Face à cette difficulté, l’Union des Syndicats du Commerce des Vins de Champagne accepte, en 1959, la proposition du SGV de conclure un contrat interprofessionnel.
Celui-ci garantit pour huit ans à tous les Vignerons qui acceptent d’y engager leurs raisins, non seulement un prix indexé sur celui de la bouteille mais aussi l’achat de leur récolte en toute circonstance. Pour les Maisons, l’objectif est de sécuriser les Vignerons livreurs qui seront moins tentés par la manipulation. Grâce à la certitude de vendre leur raisin à bon prix sur plusieurs années, ils seront aussi à même de mieux accepter une augmentation des plantations. Entre 1945 et 2019, les surfaces plantées seront multipliées par trois et les ventes par dix (de 30 à 300 millions de bouteilles).
Le contrat interprofessionnel a cependant certains effets pervers. Les raisins étant en quelque sorte « prévendus », les Vignerons ne sont pas incités à réaliser des efforts qualitatifs. De surcroît, le système de répartition du raisin maintenu après 1945 favorise les achats de bouteilles sur lattes (déjà champagnisées) comme un moyen, pour les Maisons, d’augmenter leurs approvisionnements. Devant les déviances du système et la baisse de l’engagement du Vignoble, le contrat est finalement abandonné en 1990.
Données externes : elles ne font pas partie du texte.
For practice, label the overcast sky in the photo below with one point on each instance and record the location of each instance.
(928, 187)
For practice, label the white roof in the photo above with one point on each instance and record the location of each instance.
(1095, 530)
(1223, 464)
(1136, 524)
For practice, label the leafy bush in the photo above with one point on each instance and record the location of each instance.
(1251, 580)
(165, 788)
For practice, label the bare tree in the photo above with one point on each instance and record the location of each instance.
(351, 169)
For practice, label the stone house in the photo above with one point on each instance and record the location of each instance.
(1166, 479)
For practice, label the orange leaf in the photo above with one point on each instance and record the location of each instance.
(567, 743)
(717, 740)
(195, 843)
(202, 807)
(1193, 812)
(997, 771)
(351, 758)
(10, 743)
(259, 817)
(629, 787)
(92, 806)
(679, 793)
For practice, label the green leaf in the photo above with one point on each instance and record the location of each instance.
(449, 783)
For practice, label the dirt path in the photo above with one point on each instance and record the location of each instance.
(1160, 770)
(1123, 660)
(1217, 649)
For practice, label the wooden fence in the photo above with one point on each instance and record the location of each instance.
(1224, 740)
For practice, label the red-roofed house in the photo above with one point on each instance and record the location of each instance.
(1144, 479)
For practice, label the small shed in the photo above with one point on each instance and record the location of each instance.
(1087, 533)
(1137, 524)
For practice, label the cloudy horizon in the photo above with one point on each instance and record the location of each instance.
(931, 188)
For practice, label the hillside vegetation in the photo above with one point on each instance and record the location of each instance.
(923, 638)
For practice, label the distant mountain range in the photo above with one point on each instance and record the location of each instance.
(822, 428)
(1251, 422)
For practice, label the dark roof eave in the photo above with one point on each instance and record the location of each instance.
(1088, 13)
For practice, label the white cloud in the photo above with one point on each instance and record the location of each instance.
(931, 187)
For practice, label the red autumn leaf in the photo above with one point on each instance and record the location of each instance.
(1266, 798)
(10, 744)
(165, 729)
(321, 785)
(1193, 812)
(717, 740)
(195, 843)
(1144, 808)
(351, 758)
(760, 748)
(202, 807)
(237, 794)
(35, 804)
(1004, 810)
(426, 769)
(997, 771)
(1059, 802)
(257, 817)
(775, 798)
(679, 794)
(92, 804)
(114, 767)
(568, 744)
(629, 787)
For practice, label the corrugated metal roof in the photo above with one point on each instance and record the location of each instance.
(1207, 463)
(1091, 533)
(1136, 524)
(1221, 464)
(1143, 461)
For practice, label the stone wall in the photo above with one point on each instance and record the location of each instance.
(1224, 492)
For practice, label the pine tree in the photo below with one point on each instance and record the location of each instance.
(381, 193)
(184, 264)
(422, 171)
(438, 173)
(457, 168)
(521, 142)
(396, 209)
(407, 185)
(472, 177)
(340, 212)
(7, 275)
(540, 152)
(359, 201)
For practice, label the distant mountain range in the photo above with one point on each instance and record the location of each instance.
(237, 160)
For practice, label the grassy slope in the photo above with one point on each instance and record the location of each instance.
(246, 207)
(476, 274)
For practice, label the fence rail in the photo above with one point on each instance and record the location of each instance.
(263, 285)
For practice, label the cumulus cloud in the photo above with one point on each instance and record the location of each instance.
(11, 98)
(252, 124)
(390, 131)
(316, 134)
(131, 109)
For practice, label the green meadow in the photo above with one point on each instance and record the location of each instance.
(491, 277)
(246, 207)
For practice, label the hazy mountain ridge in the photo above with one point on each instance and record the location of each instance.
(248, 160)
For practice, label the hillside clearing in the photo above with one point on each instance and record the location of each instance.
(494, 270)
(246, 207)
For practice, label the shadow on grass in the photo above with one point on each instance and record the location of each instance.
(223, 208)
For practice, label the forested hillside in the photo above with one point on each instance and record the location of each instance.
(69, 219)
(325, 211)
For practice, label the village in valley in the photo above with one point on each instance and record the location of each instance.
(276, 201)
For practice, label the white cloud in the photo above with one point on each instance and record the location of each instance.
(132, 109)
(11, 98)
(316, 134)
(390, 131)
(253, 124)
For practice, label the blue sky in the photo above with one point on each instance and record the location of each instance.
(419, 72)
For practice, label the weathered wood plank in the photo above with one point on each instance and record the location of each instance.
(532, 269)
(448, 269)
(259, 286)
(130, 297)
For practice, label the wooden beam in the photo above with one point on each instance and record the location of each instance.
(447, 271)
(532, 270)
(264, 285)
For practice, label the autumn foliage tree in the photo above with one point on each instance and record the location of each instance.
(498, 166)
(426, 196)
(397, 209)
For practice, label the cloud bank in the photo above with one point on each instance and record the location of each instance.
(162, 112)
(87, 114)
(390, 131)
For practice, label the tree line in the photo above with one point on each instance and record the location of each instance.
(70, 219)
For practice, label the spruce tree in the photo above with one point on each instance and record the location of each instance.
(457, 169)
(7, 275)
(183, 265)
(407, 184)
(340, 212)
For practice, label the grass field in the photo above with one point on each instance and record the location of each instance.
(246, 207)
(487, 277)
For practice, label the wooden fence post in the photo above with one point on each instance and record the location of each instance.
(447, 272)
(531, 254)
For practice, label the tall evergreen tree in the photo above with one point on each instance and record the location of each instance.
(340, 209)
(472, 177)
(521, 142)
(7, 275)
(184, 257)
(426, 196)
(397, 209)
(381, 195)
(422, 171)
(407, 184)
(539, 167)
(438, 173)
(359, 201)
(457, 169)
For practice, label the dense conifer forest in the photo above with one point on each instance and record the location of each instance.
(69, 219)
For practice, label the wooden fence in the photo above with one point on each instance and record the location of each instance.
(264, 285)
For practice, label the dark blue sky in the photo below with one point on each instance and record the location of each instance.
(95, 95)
Au même moment, le champagne connaît une crise identitaire. Certains procédés commencent à être dénoncées par des journalistes anglais. Le Syndicat du Commerce, rebaptisé Syndicat de Grandes Marques, envisage de retrouver son esprit initial de club de Maisons irréprochables dans leurs pratiques, en conditionnant toute adhésion à des critères stricts qui soient de véritables garanties pour les consommateurs.
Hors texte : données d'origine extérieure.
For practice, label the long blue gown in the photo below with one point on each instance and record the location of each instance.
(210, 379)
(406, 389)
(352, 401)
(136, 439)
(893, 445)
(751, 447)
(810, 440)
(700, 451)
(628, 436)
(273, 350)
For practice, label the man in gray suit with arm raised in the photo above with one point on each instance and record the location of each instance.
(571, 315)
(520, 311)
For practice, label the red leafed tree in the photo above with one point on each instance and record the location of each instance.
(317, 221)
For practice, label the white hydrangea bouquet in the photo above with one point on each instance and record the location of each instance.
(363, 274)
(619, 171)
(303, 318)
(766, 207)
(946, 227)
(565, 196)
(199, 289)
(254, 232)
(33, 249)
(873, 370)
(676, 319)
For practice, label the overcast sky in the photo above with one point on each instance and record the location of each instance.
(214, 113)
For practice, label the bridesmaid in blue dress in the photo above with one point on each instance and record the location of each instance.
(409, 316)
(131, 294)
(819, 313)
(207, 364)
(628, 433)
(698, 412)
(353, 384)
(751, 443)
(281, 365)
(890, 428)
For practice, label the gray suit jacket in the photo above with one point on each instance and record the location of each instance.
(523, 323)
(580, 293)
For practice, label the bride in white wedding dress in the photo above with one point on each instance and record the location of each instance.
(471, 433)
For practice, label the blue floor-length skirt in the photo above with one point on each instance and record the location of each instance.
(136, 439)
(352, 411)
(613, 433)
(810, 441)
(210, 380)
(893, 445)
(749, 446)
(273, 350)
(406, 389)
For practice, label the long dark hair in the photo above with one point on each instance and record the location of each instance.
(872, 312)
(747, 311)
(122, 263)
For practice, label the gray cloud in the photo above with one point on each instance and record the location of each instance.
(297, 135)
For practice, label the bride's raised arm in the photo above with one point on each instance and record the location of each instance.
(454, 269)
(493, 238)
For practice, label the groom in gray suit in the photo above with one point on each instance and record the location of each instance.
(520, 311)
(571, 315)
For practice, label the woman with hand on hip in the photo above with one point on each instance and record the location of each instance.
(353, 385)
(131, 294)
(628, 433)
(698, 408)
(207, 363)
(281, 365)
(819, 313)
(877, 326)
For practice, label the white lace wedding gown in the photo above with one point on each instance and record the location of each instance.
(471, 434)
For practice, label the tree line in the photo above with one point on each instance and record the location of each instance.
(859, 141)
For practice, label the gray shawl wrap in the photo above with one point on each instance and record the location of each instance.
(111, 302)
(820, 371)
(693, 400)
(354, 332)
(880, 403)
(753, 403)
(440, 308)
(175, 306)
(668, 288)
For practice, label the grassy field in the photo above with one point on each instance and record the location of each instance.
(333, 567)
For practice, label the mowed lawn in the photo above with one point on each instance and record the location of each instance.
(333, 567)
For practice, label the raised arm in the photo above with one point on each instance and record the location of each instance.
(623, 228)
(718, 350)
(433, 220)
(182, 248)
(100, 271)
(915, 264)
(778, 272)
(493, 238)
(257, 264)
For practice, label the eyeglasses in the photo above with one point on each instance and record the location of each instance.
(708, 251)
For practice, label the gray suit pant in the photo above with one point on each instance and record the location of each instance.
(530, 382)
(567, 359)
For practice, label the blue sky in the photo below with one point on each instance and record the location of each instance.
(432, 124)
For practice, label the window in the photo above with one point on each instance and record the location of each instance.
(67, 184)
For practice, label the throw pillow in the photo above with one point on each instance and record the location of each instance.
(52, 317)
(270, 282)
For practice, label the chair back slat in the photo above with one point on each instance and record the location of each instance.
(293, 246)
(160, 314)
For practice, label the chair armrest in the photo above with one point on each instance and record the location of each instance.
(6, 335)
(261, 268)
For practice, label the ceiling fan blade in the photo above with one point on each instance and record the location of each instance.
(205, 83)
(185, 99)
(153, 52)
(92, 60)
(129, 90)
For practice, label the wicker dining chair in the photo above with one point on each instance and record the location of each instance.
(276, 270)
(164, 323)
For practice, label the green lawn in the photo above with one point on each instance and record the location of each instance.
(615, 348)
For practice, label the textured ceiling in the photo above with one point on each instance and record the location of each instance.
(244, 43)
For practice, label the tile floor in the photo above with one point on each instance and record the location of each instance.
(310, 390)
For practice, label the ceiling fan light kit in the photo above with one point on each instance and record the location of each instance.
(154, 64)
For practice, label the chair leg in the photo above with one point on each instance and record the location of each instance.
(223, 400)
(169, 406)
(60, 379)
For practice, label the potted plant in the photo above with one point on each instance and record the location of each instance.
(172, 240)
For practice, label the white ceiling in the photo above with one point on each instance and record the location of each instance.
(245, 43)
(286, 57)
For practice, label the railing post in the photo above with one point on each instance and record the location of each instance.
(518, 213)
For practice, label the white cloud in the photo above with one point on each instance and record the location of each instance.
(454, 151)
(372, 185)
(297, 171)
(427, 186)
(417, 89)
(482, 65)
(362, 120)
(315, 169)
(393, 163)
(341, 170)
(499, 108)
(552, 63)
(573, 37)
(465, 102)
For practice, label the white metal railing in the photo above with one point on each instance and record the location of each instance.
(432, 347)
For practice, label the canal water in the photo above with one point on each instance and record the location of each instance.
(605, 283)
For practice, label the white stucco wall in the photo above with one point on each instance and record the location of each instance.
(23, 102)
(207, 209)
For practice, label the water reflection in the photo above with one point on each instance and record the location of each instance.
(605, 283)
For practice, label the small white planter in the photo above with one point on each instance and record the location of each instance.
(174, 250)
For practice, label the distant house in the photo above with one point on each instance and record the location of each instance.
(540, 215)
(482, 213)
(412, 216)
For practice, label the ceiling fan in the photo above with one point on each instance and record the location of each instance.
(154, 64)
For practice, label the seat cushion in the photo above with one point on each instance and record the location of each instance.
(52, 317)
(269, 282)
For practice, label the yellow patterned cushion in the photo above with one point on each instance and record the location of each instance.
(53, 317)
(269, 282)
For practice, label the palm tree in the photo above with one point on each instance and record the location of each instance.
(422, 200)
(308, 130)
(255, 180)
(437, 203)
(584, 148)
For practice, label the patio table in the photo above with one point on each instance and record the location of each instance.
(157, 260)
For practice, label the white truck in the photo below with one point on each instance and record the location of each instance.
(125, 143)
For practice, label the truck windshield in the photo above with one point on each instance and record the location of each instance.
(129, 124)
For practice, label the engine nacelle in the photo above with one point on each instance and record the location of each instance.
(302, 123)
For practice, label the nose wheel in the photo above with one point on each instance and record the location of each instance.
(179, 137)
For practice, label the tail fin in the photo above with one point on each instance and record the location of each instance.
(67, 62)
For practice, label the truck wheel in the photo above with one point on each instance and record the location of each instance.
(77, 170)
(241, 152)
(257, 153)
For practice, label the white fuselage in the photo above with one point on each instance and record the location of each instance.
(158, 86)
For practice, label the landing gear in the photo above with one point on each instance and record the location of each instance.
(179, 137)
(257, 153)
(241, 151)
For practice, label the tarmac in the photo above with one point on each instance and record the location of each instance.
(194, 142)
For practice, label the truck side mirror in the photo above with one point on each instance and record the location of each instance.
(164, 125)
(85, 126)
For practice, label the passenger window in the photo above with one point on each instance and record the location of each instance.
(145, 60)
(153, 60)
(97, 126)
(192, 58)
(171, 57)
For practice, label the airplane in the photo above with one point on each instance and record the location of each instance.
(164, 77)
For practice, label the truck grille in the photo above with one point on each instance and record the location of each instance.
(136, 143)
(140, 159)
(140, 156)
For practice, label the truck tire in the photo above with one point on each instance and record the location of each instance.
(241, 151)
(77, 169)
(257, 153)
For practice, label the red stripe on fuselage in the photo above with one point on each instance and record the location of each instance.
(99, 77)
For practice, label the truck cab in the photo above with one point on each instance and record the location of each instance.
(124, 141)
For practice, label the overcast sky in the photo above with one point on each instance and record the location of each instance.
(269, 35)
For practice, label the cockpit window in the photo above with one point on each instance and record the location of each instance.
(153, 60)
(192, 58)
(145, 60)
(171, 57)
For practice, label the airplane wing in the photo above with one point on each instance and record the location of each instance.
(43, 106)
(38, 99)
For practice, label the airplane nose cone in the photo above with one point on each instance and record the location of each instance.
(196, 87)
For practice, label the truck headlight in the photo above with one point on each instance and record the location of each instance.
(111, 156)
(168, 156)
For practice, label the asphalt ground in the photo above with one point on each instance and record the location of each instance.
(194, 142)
Selon l’esprit collectif champenois, c’est finalement la logique inverse qui l’emporte, celle du rapprochement des anciens Syndicats séparant « petite » et « grande bouteille », pour ne plus laisser subsister que l’Union des Maisons de Champagne (UMC). Cette fusion doit permettre aux plus exigeants d’entraîner les autres.
En 1992, la première guerre du Golfe provoque une grave crise économique qui n’épargne pas la Champagne. L’UMC et le SGV « profitent » de la baisse des volumes pour décider de réduire le rendement au pressurage, ce qui constitue une mesure qualitative forte. Ils créent également la réserve qualitative qui est un puissant outil d’assurance-récolte et de régulation de la filière : les années favorables, des vins sont mis en réserve pour être utilisés en cas de récolte déficitaire.
Dans les années 2000, l’UMC et le SGV, réunis au sein du Comité Champagne, s’engagent fortement dans le développement durable. Première filière à réaliser son bilan carbone, la Champagne développe une certification « Viticulture Durable en Champagne », plus ambitieuse encore que celle imaginée au niveau national de « Haute Valeur Environnementale ».
L’histoire du champagne est une quête sans fin de l’excellence que Vignerons et Maisons s’imposent au sein d’une organisation de filière unique au monde. En 2015, reconnaissant leur valeur universelle exceptionnelle, l’UNESCO inscrit les « Coteaux, Maisons et Caves de Champagne » sur sa liste du Patrimoine mondial.